Fred Goodwin, the chief executive, said interest rates were a concern for the industry, but that it would take a "lot more" than a quarter point rise to impact on the ability of customers to service their debts. His comments are in stark contrast to those from a rival bank, Barclays, last week. John Varley, Barclays' finance director, said that the rise in interest rates would come as a "financial nemesis" for some customers as they struggled to pay debts.
However, Mr Goodwin said: "A low proportion of our income comes from UK consumer lending. We don't feel gloomy about prospects for the future. Interest rates will rise, but not dramatically and not quickly." He was speaking as the bank said it was on track to meet market expectations for the year, thanks to strong, organic revenue growth. It said it saw growth across a number of divisions, particularly business banking, general insurance and credit cards.
Analysts expect RBS to bank full-year profits of £6.9bn, up from £6.45bn in 2002. "There may well be some slowdown in consumer spending, but not of an alarming nature," Mr Goodwin said.
He said its bad debt charges would be in line with the growth in its lending book.

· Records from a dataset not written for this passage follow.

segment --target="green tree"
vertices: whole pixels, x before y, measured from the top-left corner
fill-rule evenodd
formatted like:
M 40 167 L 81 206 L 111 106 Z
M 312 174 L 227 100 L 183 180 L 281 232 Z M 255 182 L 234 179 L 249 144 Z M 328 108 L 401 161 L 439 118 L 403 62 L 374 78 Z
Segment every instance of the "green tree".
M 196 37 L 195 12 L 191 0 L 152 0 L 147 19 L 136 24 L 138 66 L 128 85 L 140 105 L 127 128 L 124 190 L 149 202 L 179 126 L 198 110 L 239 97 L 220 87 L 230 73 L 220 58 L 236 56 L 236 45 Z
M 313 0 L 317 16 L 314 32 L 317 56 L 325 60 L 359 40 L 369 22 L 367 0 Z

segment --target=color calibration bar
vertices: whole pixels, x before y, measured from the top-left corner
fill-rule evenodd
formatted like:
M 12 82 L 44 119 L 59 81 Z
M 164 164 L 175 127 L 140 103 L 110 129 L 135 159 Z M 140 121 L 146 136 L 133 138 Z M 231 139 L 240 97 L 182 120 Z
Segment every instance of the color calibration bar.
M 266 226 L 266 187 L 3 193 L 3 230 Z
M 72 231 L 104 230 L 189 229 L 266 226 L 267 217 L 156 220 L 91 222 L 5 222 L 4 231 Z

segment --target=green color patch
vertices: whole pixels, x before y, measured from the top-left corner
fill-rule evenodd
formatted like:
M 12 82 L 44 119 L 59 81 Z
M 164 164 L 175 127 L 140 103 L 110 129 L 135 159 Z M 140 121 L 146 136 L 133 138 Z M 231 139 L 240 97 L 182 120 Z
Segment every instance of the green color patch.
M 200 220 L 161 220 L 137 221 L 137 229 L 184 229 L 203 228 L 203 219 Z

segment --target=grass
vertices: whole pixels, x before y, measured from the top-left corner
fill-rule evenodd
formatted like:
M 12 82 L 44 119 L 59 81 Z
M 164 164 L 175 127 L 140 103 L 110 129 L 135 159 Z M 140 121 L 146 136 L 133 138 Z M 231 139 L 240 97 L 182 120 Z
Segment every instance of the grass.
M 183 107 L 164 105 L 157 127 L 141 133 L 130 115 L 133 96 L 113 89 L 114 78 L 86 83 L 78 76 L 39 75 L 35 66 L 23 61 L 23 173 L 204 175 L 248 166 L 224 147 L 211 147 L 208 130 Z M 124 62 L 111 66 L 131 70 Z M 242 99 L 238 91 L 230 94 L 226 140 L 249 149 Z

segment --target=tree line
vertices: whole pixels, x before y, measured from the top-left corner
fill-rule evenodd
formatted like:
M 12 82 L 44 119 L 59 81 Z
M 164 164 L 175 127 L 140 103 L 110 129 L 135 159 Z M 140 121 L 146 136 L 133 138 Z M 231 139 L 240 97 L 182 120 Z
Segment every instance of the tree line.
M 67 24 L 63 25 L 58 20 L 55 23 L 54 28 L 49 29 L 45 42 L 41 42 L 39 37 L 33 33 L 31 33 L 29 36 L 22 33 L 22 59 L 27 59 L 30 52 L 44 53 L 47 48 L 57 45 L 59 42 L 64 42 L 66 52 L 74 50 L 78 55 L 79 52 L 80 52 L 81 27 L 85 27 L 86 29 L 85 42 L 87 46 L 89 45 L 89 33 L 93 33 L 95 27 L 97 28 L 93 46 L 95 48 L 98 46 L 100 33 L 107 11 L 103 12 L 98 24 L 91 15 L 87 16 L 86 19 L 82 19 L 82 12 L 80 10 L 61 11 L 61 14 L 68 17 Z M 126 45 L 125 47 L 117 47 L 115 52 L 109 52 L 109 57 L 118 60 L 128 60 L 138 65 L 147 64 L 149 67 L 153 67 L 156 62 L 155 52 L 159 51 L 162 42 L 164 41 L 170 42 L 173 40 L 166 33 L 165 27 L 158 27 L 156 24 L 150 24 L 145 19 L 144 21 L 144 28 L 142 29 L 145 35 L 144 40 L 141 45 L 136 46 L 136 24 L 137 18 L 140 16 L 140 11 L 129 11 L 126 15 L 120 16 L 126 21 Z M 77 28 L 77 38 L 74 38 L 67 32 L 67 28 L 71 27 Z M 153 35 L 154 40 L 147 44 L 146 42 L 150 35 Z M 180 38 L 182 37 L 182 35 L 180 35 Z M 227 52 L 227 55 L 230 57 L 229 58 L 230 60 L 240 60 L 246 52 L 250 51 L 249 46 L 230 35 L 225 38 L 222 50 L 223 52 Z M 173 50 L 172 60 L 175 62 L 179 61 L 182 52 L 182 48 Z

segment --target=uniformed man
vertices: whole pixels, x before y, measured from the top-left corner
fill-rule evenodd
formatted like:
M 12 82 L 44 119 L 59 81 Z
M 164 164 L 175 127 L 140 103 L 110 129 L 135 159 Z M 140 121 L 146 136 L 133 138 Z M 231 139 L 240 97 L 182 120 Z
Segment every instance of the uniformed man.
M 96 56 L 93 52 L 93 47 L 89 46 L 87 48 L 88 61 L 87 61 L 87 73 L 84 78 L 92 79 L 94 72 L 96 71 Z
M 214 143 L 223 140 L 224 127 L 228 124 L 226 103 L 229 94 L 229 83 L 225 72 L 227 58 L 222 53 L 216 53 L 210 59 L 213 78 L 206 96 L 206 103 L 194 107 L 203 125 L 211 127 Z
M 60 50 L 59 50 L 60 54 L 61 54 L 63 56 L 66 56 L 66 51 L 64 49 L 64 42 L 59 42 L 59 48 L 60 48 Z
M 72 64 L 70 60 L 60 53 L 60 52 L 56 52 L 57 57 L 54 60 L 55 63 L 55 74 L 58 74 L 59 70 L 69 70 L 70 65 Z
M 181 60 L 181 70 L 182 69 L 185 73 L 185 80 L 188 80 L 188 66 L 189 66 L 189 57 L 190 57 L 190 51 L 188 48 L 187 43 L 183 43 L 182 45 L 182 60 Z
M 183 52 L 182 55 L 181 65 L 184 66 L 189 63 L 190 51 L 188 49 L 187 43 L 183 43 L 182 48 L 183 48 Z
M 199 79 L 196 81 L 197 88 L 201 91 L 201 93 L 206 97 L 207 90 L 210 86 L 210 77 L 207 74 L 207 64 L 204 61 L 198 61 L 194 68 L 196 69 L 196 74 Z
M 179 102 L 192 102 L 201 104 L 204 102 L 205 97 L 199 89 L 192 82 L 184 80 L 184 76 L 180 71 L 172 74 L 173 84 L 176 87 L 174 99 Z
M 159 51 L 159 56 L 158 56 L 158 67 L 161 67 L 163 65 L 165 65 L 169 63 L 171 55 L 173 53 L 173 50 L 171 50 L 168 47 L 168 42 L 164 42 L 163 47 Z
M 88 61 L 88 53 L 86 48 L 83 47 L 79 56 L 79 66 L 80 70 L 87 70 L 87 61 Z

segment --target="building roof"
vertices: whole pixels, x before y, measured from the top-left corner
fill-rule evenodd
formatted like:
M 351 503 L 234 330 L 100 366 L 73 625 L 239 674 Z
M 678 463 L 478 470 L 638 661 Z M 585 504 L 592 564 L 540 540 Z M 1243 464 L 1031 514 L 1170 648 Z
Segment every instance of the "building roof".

Analysts, too, believe that RBS has managed its credit exposure well. "Rising interest rates ... improve its net interest margins," Martin Cross, at Teather & Greenwood, said. "RBS's credit quality looks good. What I am more interested to know is what is RBS's next strategic move?" Mr Goodwin said RBS was looking at further acquisitions in the United States, but declined to comment on speculation linking the group with Sovereign Bancorp. The bank has made eight acquisitions this year, worth more than £2.6bn.